Q: If you think God isn't directly responsible for giving people illnesses or death, what makes you think God has any direct connection with our lives at all? Aren't we pretty much on our own?


It would be very easy to make a case that we are on our own in this universe. It always strikes me as odd that people talk about our "founding fathers" as Christians, because they weren't. Most of them were Deists; they believed that there was a God who created the universe, set it in motion, and then went off on vacation, or some such thing. Thomas Jefferson published his own version of the New Testament, deleting passages that disagreed with this perspective.

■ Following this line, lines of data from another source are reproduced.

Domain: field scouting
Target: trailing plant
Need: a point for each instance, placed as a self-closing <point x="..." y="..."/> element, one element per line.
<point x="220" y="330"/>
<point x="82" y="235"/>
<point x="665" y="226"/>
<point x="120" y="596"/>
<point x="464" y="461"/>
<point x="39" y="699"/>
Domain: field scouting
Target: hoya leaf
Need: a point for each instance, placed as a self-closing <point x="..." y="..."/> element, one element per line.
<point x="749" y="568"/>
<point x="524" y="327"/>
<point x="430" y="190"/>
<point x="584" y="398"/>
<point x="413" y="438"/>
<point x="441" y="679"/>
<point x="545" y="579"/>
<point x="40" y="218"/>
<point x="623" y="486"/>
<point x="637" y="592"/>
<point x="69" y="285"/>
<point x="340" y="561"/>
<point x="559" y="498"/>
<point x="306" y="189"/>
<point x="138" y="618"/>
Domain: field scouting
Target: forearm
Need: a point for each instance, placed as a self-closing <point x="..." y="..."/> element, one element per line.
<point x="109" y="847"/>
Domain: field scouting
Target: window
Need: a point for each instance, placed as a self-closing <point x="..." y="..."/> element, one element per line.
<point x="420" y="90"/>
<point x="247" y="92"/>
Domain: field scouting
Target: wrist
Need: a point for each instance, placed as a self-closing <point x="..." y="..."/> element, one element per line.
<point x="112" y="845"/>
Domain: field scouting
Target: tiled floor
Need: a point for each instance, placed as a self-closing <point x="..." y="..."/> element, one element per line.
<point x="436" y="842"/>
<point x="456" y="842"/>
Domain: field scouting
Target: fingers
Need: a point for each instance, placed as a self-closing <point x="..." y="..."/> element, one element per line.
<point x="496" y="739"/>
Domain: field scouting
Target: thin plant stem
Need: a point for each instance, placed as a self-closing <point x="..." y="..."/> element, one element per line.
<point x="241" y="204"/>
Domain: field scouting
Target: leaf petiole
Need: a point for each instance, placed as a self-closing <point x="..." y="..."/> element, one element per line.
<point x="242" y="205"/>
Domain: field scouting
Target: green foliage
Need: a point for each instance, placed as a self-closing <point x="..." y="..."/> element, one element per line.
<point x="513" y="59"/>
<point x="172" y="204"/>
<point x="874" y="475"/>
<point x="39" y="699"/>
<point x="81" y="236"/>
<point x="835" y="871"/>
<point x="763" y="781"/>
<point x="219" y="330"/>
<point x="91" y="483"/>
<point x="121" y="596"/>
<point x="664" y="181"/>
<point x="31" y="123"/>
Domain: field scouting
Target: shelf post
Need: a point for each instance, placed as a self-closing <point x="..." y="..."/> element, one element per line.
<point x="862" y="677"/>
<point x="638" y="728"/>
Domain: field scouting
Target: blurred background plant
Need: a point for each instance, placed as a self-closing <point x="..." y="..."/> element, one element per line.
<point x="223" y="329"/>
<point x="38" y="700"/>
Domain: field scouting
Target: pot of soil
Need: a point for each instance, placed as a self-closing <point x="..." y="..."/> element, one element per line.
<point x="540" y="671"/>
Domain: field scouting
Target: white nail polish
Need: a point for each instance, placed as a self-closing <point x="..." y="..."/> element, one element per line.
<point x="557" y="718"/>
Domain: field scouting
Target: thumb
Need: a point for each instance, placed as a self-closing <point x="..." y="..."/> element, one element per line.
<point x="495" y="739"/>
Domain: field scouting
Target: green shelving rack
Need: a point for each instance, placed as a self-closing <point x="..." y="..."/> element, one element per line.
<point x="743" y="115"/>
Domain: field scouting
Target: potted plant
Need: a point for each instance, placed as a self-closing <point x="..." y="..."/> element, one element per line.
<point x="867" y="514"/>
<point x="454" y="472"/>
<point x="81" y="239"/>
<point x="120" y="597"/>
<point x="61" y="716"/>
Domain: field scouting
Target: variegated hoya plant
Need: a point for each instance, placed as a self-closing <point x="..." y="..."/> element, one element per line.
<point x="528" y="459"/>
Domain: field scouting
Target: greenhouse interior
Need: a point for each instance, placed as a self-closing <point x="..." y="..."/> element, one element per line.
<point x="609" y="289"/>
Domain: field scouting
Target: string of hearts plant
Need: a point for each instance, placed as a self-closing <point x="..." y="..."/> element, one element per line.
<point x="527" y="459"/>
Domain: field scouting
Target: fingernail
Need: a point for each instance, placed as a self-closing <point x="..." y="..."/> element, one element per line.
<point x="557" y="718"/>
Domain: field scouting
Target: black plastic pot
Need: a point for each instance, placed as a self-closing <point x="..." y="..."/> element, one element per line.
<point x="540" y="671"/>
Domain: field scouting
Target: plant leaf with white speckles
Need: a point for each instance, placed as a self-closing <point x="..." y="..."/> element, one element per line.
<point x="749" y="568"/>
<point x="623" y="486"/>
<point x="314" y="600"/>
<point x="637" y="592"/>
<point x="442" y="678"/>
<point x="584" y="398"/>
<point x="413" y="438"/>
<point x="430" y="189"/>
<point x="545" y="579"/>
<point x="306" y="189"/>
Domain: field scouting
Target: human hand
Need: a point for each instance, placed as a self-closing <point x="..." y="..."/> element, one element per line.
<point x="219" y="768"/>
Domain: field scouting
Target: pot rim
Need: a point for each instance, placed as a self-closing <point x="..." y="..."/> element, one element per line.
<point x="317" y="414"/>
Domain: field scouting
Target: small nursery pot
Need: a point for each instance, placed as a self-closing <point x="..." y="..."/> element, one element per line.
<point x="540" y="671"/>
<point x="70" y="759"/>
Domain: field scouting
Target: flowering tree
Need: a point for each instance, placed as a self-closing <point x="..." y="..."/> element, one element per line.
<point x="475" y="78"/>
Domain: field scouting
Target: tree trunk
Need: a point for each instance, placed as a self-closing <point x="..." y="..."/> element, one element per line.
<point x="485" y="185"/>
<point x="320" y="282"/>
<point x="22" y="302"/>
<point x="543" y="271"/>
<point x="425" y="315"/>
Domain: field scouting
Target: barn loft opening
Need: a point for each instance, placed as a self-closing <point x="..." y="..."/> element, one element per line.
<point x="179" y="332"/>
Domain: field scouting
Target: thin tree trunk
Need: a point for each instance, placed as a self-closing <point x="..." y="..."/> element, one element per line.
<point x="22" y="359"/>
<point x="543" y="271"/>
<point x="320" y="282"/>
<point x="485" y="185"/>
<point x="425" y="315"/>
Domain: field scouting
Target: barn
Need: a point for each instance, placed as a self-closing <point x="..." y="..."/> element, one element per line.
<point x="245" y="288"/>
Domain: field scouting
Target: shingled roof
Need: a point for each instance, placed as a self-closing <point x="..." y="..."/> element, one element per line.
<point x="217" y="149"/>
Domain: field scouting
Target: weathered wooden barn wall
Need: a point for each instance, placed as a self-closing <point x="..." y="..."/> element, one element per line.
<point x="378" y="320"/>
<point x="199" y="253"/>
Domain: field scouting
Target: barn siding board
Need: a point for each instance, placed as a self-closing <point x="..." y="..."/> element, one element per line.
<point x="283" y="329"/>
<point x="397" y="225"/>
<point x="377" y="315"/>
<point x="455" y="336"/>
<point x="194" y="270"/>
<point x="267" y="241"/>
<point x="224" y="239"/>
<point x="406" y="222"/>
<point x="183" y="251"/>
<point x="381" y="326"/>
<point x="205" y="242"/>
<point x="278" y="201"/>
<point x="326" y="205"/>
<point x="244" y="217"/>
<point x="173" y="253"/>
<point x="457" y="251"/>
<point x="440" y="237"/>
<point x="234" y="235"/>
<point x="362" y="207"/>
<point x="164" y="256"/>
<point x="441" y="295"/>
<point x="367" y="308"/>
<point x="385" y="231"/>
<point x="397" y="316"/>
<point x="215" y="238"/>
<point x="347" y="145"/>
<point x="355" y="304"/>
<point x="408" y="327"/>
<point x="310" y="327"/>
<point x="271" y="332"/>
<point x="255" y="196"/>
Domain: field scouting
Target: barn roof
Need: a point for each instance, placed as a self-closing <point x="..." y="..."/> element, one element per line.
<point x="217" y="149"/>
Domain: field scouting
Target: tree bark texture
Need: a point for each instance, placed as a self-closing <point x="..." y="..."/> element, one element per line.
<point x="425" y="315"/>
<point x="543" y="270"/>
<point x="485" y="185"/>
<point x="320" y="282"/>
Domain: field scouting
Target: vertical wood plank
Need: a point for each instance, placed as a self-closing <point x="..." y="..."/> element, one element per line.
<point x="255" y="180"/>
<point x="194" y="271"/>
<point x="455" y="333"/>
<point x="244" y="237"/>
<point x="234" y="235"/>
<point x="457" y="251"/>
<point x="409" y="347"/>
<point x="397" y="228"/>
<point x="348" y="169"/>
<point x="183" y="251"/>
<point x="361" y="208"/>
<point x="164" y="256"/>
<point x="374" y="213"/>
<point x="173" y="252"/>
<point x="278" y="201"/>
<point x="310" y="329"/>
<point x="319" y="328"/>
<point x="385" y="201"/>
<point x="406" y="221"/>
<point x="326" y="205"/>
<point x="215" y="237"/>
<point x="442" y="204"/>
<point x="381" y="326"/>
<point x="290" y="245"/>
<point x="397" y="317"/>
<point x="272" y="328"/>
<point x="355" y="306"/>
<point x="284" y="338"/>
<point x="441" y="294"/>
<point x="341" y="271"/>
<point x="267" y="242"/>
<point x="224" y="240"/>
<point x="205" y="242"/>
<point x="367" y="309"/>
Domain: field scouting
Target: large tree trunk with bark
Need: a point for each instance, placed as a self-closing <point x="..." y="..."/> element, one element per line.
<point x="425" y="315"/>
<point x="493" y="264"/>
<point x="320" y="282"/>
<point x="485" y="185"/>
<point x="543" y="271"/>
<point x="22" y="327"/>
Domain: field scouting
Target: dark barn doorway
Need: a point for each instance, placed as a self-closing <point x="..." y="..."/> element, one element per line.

There is a reason that science generally has so little use for God. Science deals with things that are observable, measurable, and God is neither of these things. As many scientists will tell you, it is entirely possible to explain everything in the universe without resorting to the idea of God. Since they subscribe to the idea of Occam's Razor--all things being equal, we accept the simplest explanation for something--then the scientific view must be that there is no God.

Skeptics have said for ages, "I'll believe it when I see it." The voice of faith, though, says, "I'll see it when I believe it."

Any armchair philosopher can make an excellent case that if God exists, she has little to do with human beings. A quick view of human history suggests that God avoids interfering in what happens on planet Earth. Think of the Holocaust, the Crusades, the Inquisition, the Black Plague, famines, wars, and, for heaven's sake, whatever will appear in tomorrow's newspaper. If, again, God is who we say she is--all good--then how in the world could she allow such things to happen?

Some believers contend that since the Bible says God is involved in our lives, it must be so. But I'll be honest. I don't really find that convincing. There's not a single verse in the Bible that says slavery is wrong. So if the Bible can be wrong about that, then who's to say it's not wrong about God's connection to us?

It really all comes down to faith. That's the bottom line, and the problem is that one has it, or one doesn't. Skeptics have said for ages, "I'll believe it when I see it." The voice of faith, though, says, "I'll see it when I believe it."

I guess a dramatic example would be the fact that I'm still alive. In just a couple of weeks, it will be six years since my diagnosis. According to science, I should have been dead four and a half years ago. It's difficult to convey just how unbelievable it is that I am above ground today. Whenever I go to a new doctor and am asked for my medical history, I say right up front, "I have metastatic breast cancer." The doctor immediately offers condolences and asks when I was diagnosed. When I give the date, the doctor always

asks me to clarify my answer. Perhaps I mean that I was first diagnosed in 1994, and the cancer didn't metastasize until later? Some doctors have literally refused to believe me. So now, along with my health insurance card, my living will, and other medical documents, I carry a letter from my oncologist that confirms the date of my diagnosis and the fact that I am terminal. Even that is not enough for some doctors; they simply refuse to believe me and assume that I have a psychological problem that causes me to lie.

My oncologist calls me his "miracle." I also say that my continued life is a miracle. To maintain that belief causes all sorts of other problems (quite a few people become hostile and want to know why I should still be alive when so many others, more deserving, died quickly), but I cannot view it any other way. And that's because I am a person of faith.

Everything I have just said will sound like nonsense to an unbeliever or even some Christians. There's no way to prove who is right. All I can say is that I firmly believe that we are not at all on our own, that God is connected with our lives at a very deep level. I can list a hundred examples of the kinds of events that bolster my sense of God's engagement; an unbeliever can explain away each one of them. The difference, it seems to me, is a simple but profound one: are we looking at things through the eyes of faith, or not?